A box of Mylan NV’s EpiPen 2-Pak allergy shots sit on display for a photograph at a pharmacy in Princeton, Ill., on Aug. 26. (Daniel Acker/Bloomberg)

Regarding Mark S. Weinberg’s Aug. 28 letter, “Combat drug prices with legislation”:

There already is a cheaper alternative to the EpiPen. The Food and Drug Administration approved it in 1939; it is called Adrenaclick. The indications for use of the EpiPen and Adrenaclick are the same: life-threatening allergic reaction called anaphylaxis.

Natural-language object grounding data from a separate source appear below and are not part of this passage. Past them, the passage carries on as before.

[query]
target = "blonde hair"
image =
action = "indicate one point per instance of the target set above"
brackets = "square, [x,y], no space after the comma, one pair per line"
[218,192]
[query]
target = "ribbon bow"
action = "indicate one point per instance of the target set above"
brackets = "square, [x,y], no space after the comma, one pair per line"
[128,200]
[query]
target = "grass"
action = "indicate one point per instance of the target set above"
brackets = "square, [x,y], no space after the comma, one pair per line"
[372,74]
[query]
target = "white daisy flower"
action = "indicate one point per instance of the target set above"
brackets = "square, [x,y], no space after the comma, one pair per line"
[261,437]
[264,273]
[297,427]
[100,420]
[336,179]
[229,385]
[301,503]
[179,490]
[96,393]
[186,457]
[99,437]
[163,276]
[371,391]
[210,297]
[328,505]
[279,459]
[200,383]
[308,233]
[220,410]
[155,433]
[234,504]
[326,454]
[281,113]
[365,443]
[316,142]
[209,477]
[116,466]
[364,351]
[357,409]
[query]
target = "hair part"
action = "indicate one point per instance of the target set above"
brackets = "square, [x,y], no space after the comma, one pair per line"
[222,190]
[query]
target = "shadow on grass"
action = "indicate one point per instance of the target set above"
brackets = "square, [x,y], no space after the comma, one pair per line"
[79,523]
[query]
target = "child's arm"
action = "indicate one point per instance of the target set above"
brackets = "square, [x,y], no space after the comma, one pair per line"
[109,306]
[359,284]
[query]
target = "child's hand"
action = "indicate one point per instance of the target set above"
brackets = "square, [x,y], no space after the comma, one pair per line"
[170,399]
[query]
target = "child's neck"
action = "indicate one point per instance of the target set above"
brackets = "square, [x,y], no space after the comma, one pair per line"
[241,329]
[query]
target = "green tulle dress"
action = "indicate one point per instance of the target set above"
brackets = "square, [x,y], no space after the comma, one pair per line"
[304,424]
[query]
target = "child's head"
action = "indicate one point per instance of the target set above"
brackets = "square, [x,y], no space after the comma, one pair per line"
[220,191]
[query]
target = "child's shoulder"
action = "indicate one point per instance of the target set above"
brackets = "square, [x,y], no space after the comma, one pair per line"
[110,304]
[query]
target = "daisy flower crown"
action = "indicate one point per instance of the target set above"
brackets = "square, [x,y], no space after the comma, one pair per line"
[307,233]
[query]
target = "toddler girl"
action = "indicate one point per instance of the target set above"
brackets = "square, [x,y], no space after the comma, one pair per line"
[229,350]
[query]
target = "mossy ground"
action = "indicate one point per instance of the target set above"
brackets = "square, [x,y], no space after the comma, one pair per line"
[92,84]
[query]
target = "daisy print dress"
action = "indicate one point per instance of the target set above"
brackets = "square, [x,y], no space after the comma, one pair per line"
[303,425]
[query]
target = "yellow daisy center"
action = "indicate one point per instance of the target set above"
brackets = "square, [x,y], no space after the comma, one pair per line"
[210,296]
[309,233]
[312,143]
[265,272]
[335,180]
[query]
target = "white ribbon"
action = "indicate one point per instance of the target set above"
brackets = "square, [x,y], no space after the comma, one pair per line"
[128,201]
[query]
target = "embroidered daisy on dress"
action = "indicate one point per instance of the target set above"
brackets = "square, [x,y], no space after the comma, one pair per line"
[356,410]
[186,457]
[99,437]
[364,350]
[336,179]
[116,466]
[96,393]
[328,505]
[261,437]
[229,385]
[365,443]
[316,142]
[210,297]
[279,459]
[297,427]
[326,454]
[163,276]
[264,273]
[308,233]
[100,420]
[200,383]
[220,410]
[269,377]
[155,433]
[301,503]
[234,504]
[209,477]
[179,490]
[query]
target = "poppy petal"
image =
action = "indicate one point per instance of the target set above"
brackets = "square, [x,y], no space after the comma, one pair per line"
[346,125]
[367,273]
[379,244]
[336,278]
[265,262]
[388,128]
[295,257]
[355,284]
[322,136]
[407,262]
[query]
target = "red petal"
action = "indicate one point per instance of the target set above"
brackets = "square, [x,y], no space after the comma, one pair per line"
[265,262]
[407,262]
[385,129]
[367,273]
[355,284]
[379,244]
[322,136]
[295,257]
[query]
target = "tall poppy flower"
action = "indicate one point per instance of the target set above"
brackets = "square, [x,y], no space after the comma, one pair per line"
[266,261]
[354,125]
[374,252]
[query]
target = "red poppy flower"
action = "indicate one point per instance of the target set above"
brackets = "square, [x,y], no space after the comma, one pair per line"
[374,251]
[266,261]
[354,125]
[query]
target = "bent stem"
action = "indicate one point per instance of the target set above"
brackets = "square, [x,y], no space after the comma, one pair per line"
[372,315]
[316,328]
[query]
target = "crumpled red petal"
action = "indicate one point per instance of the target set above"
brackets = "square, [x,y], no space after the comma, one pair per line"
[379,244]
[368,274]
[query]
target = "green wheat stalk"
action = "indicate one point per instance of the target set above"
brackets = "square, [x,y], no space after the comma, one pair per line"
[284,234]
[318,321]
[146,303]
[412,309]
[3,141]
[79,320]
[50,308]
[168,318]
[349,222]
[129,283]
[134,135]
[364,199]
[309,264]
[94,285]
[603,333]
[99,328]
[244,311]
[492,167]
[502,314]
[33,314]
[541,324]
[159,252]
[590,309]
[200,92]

I am allergic to certain insect stings, and my physician prescribes a generic epinephrine auto-injector, distributed by Lineage Therapeutics. After insurance, I pay $10 for a two-pack of injectors. According to Consumer Reports, “EpiPen isn’t the only epinephrine injector on the market; the authorized generic of Adrenaclick (epinephrine auto-injector), is a cheaper option — we found it for $142 at Walmart and Sam’s Club using a coupon from GoodRx. . . . Both auto-injectors contain the same drug, epinephrine, available in the same dosages.”

If the FDA and news outlets would educate the public about this alternative, meaningful competition and market forces would quickly bring down the cost of the EpiPen.